Once we have left healing behind, we can truly begin to grow…
This is a threshold that each must cross as an individual, as much of it requires skillfully navigating the messages (from the outside world as well as old internal programs) that say that there’s something to fix about yourself and/or the world.
What if everything is perfect, just as it is?
What if we have everything we need, all is exactly in place, for the best possible future outcome- an outcome we can’t even imagine yet?
That’s the message I’m cultivating, harvesting, feasting on, and sharing.
It’s a process, yes. And here’s a pragmatic way to start…
Ask yourself: “What’s wrong with me?”
And, treading lightly but honestly, through the programs that arise (over time, not only in the immediate), reframe the ways you’re perceiving wrongness into inspiration that’s pointing you towards the direction you’re growing in.
For example:
When I ask myself “what’s wrong with me?” the subject most present is the chaos I feel in my personal business ventures.
I can feel (for the umpteenth time!) shifts in my focus as an entrepreneur, and the outcome isn’t clear yet. I’m sitting in many unknowns. And paralleling this experience, I recently accepted a job offer doing a “normal person job”, which is something I built up a lot of resistance to while enjoying the freedoms of running my own businesses.

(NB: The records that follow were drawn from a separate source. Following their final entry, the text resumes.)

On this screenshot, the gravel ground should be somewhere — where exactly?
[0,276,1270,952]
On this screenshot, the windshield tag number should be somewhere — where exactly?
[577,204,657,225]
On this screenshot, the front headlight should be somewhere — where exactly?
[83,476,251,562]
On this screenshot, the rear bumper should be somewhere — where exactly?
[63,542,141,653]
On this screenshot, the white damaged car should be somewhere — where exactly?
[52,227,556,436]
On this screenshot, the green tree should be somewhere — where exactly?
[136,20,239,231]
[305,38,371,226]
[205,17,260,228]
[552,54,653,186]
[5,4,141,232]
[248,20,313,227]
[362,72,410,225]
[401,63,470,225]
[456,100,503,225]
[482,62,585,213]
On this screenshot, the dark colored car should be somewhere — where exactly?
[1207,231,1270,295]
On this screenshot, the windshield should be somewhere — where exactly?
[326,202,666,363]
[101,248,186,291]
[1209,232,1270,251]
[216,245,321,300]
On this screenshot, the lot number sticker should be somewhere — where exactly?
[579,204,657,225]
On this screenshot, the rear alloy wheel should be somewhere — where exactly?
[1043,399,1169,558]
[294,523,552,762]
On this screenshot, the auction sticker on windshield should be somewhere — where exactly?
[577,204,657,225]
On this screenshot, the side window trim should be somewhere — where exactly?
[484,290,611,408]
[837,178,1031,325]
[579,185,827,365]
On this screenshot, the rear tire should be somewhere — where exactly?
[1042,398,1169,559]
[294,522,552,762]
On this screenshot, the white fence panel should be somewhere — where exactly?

What desires can I glean through the arising thought patterns and actions?
I desire greater financial freedom, more expansive communication skills, and to be involved in a larger human community.

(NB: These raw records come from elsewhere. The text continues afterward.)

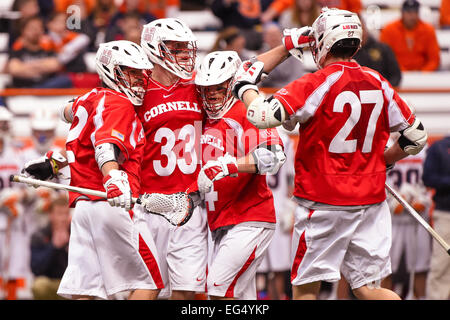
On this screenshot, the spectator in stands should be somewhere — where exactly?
[261,0,362,23]
[380,0,440,71]
[422,135,450,300]
[110,0,156,27]
[149,0,180,19]
[53,0,97,18]
[210,26,251,61]
[47,12,89,72]
[8,0,40,48]
[81,0,118,52]
[278,0,321,29]
[106,12,146,44]
[354,17,402,87]
[31,196,71,300]
[439,0,450,29]
[211,0,272,50]
[6,16,72,88]
[261,22,305,88]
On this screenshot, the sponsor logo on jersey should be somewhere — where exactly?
[144,101,202,122]
[200,134,225,151]
[111,129,125,142]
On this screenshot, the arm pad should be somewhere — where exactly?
[95,143,120,170]
[247,97,287,129]
[398,117,428,155]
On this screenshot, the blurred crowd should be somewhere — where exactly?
[0,0,450,299]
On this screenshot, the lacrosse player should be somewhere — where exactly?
[195,51,286,300]
[233,8,427,299]
[136,18,208,299]
[24,40,164,299]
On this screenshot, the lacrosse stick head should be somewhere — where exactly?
[139,192,194,227]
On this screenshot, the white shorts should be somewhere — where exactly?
[208,224,275,300]
[0,212,32,280]
[390,213,432,272]
[257,222,292,273]
[291,201,391,289]
[141,207,208,299]
[58,201,163,299]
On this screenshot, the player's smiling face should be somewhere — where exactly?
[164,41,196,72]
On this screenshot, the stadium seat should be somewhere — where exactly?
[178,10,222,31]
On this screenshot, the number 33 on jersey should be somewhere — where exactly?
[136,79,203,193]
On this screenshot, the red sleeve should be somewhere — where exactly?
[241,109,283,154]
[273,73,317,115]
[93,94,137,159]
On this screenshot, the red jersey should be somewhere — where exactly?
[135,79,203,194]
[66,88,145,207]
[201,101,282,231]
[274,62,414,206]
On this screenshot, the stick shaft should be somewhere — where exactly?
[10,175,137,203]
[385,183,450,255]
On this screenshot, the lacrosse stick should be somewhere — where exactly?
[9,175,194,226]
[385,183,450,255]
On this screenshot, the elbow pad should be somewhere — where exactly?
[247,97,286,129]
[95,143,120,170]
[252,144,286,174]
[398,117,428,155]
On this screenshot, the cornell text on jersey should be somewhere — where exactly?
[144,101,202,122]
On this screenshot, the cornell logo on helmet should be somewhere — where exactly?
[142,27,156,42]
[99,49,112,64]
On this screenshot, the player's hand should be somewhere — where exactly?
[21,151,66,180]
[197,153,238,194]
[283,26,314,61]
[0,188,22,218]
[231,60,264,100]
[103,169,132,211]
[252,145,286,174]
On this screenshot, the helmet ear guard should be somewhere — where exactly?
[311,8,362,69]
[95,40,153,105]
[195,51,242,119]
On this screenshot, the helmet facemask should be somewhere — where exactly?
[197,79,233,119]
[159,40,197,78]
[114,66,149,105]
[32,129,56,154]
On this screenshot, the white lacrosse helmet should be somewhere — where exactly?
[195,51,242,119]
[31,107,58,153]
[95,40,153,105]
[311,7,362,69]
[141,18,197,79]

When I focus on those desires, I can see clearly that the way forward is to push myself out of my comfort zone, to hold the dialectic of both entrepreneur and employee, to expand in new ways instead of trying to force a square peg into a round hole.
I’m no longer a failure for pulling attention away from my personal businesses, but my own hero for being willing to do whatever it will take to expand into the next level of me.
And in holding this duality of both failure and hero, I can witness both and they transmute into a sense of neutrality; there’s no charge behind them. This is simply the next step in the process.
At the point you feel curious about this venture, I invite you to entertain what it would be like to let go of any compulsion towards healing.
How would it be to transmute all remnants of wrongness into reflections of beauty?
How would it be to cultivate appreciation for everything that exists, even if you don’t understand it yet, and even if it seems to be hiding behind ignorance and fear?
Can even those parts of the human experience be met with curiosity and compassion?